Wally the walrus is causing a nuisance on the Isles of Scilly by popping rubber dinghies with his tusks as he tries to find a spot to rest, experts have revealed.

The arctic animal has become something of a celebrity since he was first spotted off County Kerry in March, before embarking on a tour of Wales, Cornwall and even France before making his way back to the Cornish coast.

But while for many seeing the animal basking in the sun off Porthcressa Beach on St Mary’s is a fun and welcome distraction, boat owners have discovered drawbacks to the walrus’s presence.

Will Wagstaff, a freelance tour guide on the islands, confirmed he had witnessed the Walrus near a headland where yachts sail, and that the animal had sunk two dinghies attached to the vessels after apparently mistaken them for resting spots.

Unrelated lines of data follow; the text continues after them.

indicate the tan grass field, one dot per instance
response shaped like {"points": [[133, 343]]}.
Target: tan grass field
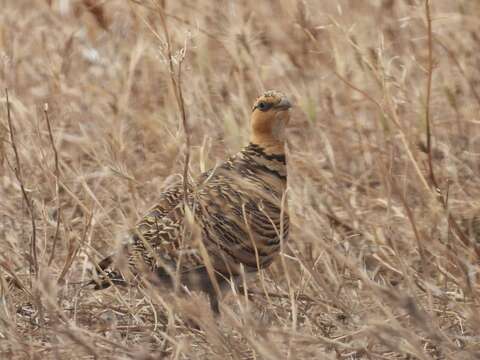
{"points": [[383, 258]]}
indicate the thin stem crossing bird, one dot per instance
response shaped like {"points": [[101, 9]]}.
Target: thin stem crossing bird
{"points": [[233, 222]]}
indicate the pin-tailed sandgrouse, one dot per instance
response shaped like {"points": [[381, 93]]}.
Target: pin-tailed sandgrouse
{"points": [[236, 215]]}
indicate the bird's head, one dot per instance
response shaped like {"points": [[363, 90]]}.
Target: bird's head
{"points": [[270, 116]]}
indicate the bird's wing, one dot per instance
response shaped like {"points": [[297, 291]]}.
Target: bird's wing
{"points": [[142, 235]]}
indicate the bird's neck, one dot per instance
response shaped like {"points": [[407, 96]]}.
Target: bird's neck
{"points": [[270, 144]]}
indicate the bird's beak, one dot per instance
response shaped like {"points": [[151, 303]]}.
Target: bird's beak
{"points": [[284, 104]]}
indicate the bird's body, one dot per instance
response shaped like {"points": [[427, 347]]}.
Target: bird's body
{"points": [[234, 218]]}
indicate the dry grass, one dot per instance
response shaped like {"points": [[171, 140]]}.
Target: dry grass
{"points": [[374, 268]]}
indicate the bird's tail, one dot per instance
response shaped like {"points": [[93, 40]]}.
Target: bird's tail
{"points": [[107, 275]]}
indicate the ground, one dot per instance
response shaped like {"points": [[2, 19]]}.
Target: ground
{"points": [[383, 258]]}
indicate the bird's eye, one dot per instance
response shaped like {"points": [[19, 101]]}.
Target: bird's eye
{"points": [[263, 106]]}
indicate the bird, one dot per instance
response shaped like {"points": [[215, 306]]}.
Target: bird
{"points": [[231, 220]]}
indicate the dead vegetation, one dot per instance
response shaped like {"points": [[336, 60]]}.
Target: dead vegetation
{"points": [[383, 258]]}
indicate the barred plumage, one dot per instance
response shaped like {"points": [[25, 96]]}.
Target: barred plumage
{"points": [[238, 212]]}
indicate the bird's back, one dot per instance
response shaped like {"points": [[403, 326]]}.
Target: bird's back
{"points": [[237, 209]]}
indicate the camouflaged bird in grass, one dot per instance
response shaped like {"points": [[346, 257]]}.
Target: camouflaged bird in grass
{"points": [[235, 219]]}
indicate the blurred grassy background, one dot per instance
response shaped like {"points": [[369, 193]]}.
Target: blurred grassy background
{"points": [[373, 269]]}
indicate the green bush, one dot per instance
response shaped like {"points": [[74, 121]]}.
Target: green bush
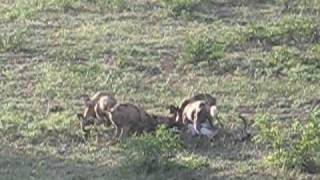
{"points": [[203, 48], [12, 41], [151, 152], [177, 7], [297, 147], [288, 30]]}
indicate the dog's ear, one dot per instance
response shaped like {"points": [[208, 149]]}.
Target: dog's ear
{"points": [[86, 100], [80, 116], [172, 109]]}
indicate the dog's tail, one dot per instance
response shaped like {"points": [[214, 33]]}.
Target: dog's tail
{"points": [[245, 133]]}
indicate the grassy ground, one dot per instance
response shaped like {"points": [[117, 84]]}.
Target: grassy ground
{"points": [[257, 56]]}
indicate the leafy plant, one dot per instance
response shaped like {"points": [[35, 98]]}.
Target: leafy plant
{"points": [[150, 152], [12, 41], [177, 7], [203, 48], [296, 148]]}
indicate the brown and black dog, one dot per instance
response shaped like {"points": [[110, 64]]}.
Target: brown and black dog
{"points": [[94, 111]]}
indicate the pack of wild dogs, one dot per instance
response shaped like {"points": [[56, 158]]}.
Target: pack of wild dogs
{"points": [[195, 115]]}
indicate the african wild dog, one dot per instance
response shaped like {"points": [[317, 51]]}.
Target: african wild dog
{"points": [[95, 109]]}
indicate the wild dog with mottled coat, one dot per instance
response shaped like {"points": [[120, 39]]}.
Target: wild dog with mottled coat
{"points": [[211, 101], [95, 107], [196, 113], [128, 118]]}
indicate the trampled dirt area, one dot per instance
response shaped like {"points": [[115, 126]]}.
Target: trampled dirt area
{"points": [[258, 58]]}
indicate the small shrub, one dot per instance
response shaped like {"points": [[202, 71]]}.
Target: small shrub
{"points": [[194, 162], [111, 4], [297, 147], [288, 30], [282, 57], [178, 7], [12, 41], [203, 48], [151, 152]]}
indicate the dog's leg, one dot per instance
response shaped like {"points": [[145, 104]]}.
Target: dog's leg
{"points": [[196, 124]]}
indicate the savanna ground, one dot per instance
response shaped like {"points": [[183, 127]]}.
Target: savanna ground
{"points": [[258, 57]]}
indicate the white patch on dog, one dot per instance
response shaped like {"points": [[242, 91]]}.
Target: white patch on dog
{"points": [[205, 129]]}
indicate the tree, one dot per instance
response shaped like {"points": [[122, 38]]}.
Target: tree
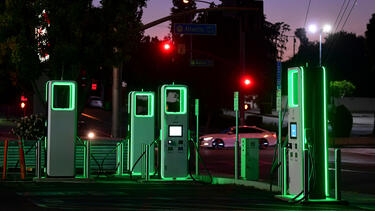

There's Wally, last seen attempting to mount yachts off Porthcressa Beach on the southern side of St Mary's, the largest of the Scilly Isles

Credit: SWNS.COM/Rachel Box

He said: “It has actually popped a couple of Zodiacs (dinghies). People were leaving their dinghies out the back and of course that is ideal for it to think it can get on but it’s way too heavy.

"And of course it used its big tusks to lever itself up. Soft rubber and hard old ivory or whatever it is is not a good combination really."

He said boat owners were concerned by the walrus’ behaviour.

Wally pops a dingy as a disgruntled sailor looks on

Credit: Cliff Smith

"They had a big old beast coming up to their boat and they didn’t know what to do," Mr Wagstaff said.

Mr Wagstaff said he understood why people were nervous around the animal, thought to have floated across the Irish Sea on an ice floe, adding: "If you are sensible you are nervous about it. You don’t want it making a mess of your boat."

The Isles of Scilly Wildlife Trust and British Divers Marine Life Rescue told the BBC it believed the animal spotted was Wally and that the last known sighting of him was at Bilbao in Spain two weeks ago.

A spokesman said: "The animal’s movements are being monitored by a number of conservation and welfare organisations to keep an eye on his health, although he seems to coping well out of his regular habitat and has been seen feeding often.

"It is hoped that he is now finally returning north and will get back to his native home in the Arctic again soon."

Wally is thought to have floated across the Irish Sea on an ice floe.

A rare Egyptian vulture has also been spotted on the islands this week, located 28 miles off Cornwall.